- Frog species are in decline worldwide due to habitat loss, disease, and climate change
- Machine learning improves frog call recognition to help identify migration patterns
- Undergraduates gain valuable experience with high-performance computing, using Jetstream cloud
Everyone knows that a frog says ribbit, but did you know that their calls have a deeper, more impactful meaning?
Frogs are considered “canaries of the coal mine,” for their ability to indicate ecological or environmental crises before humans notice a broader impact. Frogs have permeable skin, making them vulnerable to even small changes in their aquatic environment.
As a result, 32 percent of frogs are in decline due to a combination of habitat loss, disease, and climate change. This statistic worries scientists, so ecologists across the nation are eager to study declining frog populations.
“It is imperative that national frog surveyors are able to accurately identify where frogs are and where they are moving,” says Tenecious Underwood, a participant of the Jetstream Research Experience for Undergraduates (REU).
The Jetstream REU invites students to work with Indiana University (IU) researchers and staff on mentored research projects that involve the Jetstream platform. Led by the IU Pervasive Technology Institute (PTI), Jetstream is a national science and engineering cloud that provides on-demand high-performance computing (HPC) and data analysis resources for research and education.
Underwood, a senior at Livingstone College, and his cohort in the Jetstream REU are bringing machine learning and HPC to the problem of identifying frog migration patterns.
“The entire scope of the project is to make artificial intelligence useful in fields that make up the long-tail of science,” said Underwood.
However, before Underwood and his colleagues could start gathering these calls, they had to know what they were listening for.

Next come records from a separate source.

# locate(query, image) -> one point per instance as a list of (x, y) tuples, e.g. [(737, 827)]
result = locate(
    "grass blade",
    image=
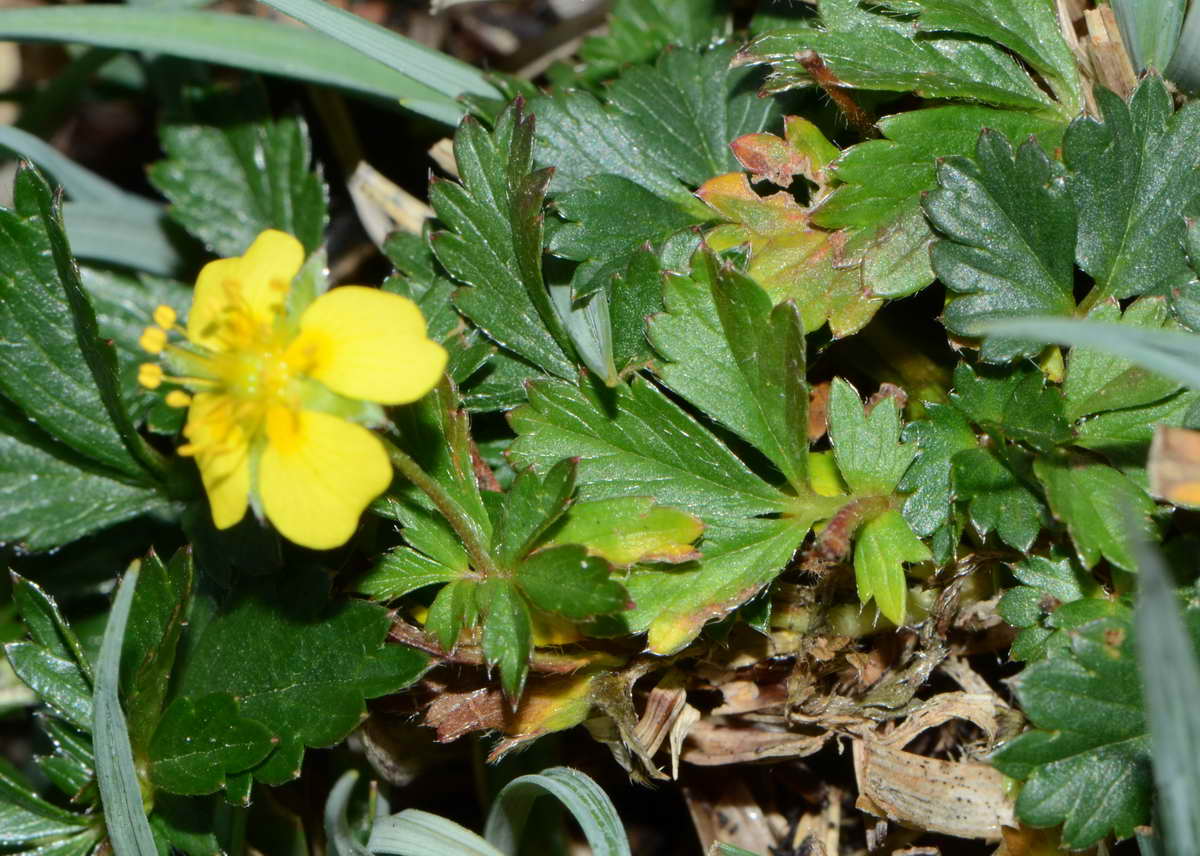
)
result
[(444, 73), (119, 791), (419, 833), (1170, 678), (1173, 353), (1185, 67), (79, 183), (244, 42), (337, 827), (582, 797), (129, 237), (1151, 30)]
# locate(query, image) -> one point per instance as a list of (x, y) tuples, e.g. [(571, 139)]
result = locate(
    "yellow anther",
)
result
[(154, 340), (178, 397), (150, 375), (165, 317)]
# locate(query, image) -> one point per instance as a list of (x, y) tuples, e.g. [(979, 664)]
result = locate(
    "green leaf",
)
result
[(1173, 353), (47, 627), (583, 798), (72, 767), (881, 548), (687, 109), (532, 504), (738, 561), (867, 446), (640, 29), (1093, 501), (120, 794), (939, 438), (739, 360), (52, 495), (156, 622), (1087, 764), (508, 633), (241, 41), (569, 582), (1014, 402), (1098, 382), (58, 682), (130, 237), (999, 498), (454, 608), (629, 530), (1049, 582), (414, 832), (1133, 177), (1170, 678), (495, 237), (232, 179), (447, 75), (1123, 436), (634, 437), (198, 742), (1150, 30), (1009, 228), (28, 819), (341, 840), (882, 178), (868, 48), (55, 366), (312, 664), (402, 570), (1030, 30)]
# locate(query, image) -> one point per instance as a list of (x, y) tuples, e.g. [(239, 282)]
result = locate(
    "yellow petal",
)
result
[(222, 455), (317, 476), (255, 285), (369, 345)]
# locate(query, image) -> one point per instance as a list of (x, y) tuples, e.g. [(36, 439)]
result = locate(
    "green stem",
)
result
[(923, 378), (473, 539)]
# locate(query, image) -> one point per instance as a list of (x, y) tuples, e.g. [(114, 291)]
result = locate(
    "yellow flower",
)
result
[(281, 385)]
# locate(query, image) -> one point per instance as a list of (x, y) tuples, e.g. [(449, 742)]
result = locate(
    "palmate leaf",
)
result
[(1134, 175), (623, 169), (55, 366), (1087, 762), (642, 442), (232, 172), (495, 237), (53, 496), (868, 48), (313, 664), (738, 359), (1011, 238)]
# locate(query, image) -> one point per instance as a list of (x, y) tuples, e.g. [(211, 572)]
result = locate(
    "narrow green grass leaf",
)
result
[(240, 41), (337, 827), (1150, 29), (444, 73), (131, 237), (582, 797), (1173, 353), (1170, 680), (1185, 67), (79, 183), (419, 833), (119, 790)]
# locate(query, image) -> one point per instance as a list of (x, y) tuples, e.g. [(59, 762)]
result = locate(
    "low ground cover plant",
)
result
[(767, 423)]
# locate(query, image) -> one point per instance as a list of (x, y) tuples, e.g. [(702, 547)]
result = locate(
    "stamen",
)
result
[(165, 316), (154, 340), (150, 375)]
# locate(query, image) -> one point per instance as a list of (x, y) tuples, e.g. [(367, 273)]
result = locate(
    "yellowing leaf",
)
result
[(630, 530)]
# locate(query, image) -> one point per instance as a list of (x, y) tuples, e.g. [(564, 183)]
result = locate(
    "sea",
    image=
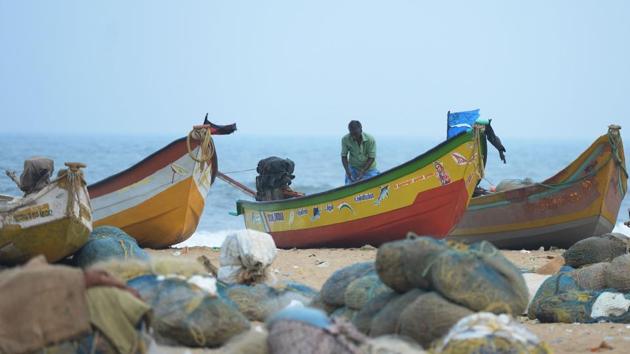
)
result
[(317, 164)]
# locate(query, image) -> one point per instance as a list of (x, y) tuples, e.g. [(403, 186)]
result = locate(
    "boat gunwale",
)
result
[(139, 164), (562, 176), (387, 176)]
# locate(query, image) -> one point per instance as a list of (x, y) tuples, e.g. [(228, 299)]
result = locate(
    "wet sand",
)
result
[(313, 266)]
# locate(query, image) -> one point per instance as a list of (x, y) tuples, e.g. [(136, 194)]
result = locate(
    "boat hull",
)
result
[(54, 222), (581, 201), (158, 201), (427, 195)]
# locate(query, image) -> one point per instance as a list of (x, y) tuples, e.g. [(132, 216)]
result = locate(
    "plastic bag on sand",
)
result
[(403, 265), (489, 333), (258, 302), (595, 249), (246, 256), (107, 242), (429, 318), (188, 311), (391, 344), (480, 278), (334, 289), (309, 331)]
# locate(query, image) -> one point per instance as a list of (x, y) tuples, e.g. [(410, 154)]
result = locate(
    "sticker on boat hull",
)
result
[(441, 172), (382, 195)]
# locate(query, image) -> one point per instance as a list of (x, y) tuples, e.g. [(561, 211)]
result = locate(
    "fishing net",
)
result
[(364, 317), (187, 314), (595, 249), (592, 277), (402, 265), (617, 274), (309, 331), (107, 242), (95, 343), (387, 320), (488, 333), (480, 278), (319, 303), (430, 317), (334, 289), (391, 344), (345, 313), (552, 286), (161, 265), (259, 301), (364, 289), (253, 341)]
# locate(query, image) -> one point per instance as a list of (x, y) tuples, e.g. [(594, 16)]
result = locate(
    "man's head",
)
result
[(355, 129)]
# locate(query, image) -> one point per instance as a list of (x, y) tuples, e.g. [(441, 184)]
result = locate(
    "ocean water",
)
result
[(317, 164)]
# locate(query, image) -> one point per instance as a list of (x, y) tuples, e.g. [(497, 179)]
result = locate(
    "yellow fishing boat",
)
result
[(580, 201), (54, 221), (426, 195), (159, 200)]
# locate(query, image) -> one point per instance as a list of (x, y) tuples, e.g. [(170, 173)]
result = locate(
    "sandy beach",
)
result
[(313, 266)]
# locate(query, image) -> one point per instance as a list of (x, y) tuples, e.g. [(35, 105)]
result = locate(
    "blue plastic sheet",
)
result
[(460, 122)]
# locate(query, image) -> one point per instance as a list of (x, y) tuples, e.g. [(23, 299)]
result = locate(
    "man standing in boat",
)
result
[(358, 154)]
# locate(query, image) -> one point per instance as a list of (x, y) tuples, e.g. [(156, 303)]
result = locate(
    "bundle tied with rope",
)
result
[(307, 330), (203, 135)]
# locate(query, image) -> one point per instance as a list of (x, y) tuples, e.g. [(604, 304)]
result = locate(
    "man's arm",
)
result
[(344, 162), (344, 159)]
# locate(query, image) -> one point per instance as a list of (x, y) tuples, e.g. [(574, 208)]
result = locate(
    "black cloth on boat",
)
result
[(36, 174), (274, 176), (495, 141), (219, 129)]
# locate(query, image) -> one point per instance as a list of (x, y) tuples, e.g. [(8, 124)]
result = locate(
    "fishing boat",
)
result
[(159, 200), (426, 195), (580, 201), (54, 221)]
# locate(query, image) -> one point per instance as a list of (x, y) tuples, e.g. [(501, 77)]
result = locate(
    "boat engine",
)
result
[(274, 177)]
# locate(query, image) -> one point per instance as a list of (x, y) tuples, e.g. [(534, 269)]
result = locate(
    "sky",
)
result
[(538, 68)]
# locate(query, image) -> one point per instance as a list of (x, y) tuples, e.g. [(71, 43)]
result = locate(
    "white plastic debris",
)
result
[(246, 256), (610, 304), (206, 283)]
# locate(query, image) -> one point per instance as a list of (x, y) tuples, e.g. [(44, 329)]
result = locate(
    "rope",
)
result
[(207, 145)]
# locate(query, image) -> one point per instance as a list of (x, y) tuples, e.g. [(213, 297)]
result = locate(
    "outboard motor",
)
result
[(273, 180), (36, 175)]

From students to frog surveyors
The Jetstream REU team wanted to identify amphibians specifically from the Indiana region – Spring Peepers, Chorus Frogs, Green Frogs, and American Toads. They gathered sample calls from Cornell’s Macaulay Library archive of wildlife sounds - 85% of the calls were used as training data and the remaining 15% served as testing data.
Underwood and the team then created three neural networks to process their data: one audio-based recurrent neural network (RNN), and two convolutional neural networks (CNN)—one audio-based and one image-based. The latter analyzed spectrograms created from the audio files.
The result? Computer frog surveyors are much more accurate than their carbon-based counterparts. The CNN image-based model came out on top as being the most accurate and most efficient. It also took up less space and took less time to process.
“Human national surveyors accurately predict 80 percent of the frog calls species. The image-based CNN produced over 97 percent accuracy, with the four frog species,” said Underwood. “The CNN audio and the RNN audio both produced nearly 90 percent accuracy. All three are what you could call superhuman.”
Processing the over 5,000 audio files they had recorded would have taken up to twenty hours on a laptop computer. Thanks to Jetstream, it took only minutes.
“We couldn't have accomplished anything without Jetstream,” said Underwood. “It made the process more efficient and effective, and allowed us to be able to do a lot more.”
He hopes to improve the accuracy of the team’s findings, so ecologists can even more accurately identify frog calls. The solution? Add more data.
“I believe we had 1,500 samples per dataset, and the last one we had just 1,000.” Underwood said. “Those extra 500 segments would actually benefit the CNN and RNN audio because they're only taking this small proportion of data. If you give them more data, they would predict a more accurate rate.”
The man behind the data
Most college students don’t get the opportunity to work with high-performance computing tools until they reach graduate school. So how did Underwood land a chance to work with Jetstream while still an undergraduate?
Growing up in North Carolina, Underwood always had an affinity for math and computers. But it wasn’t until a lucky meeting with a fraternity brother from Indiana University at the Emerging Researchers National Conference in STEM, that he applied for the Jetstream REU program.
Underwood also acknowledges the strong influence of his alma mater, Livingstone College—'the black Harvard of the South.’
“[Livingstone] helped me grow and come out of my comfort zone to be able to go to an institution like Indiana University and be successful with the frog call project,” says Underwood. “You don't see many African-Americans in my field at all. So it's everything to do with being at an HBCU, and the fact that you are seeing people every day who empower you to be the best you that you can be.”
Next year, Underwood will study at Kentucky State University for a graduate degree in computer science with a specialization in cybersecurity. He hopes to open his own IT consulting firm and wants to do his part to make the tech industry more inclusive.
“I see myself bringing more cultures and more people into this field,” says Underwood. “I believe there needs to be more women, more cultures, and there definitely needs to be an increase in African-Americans in this field.”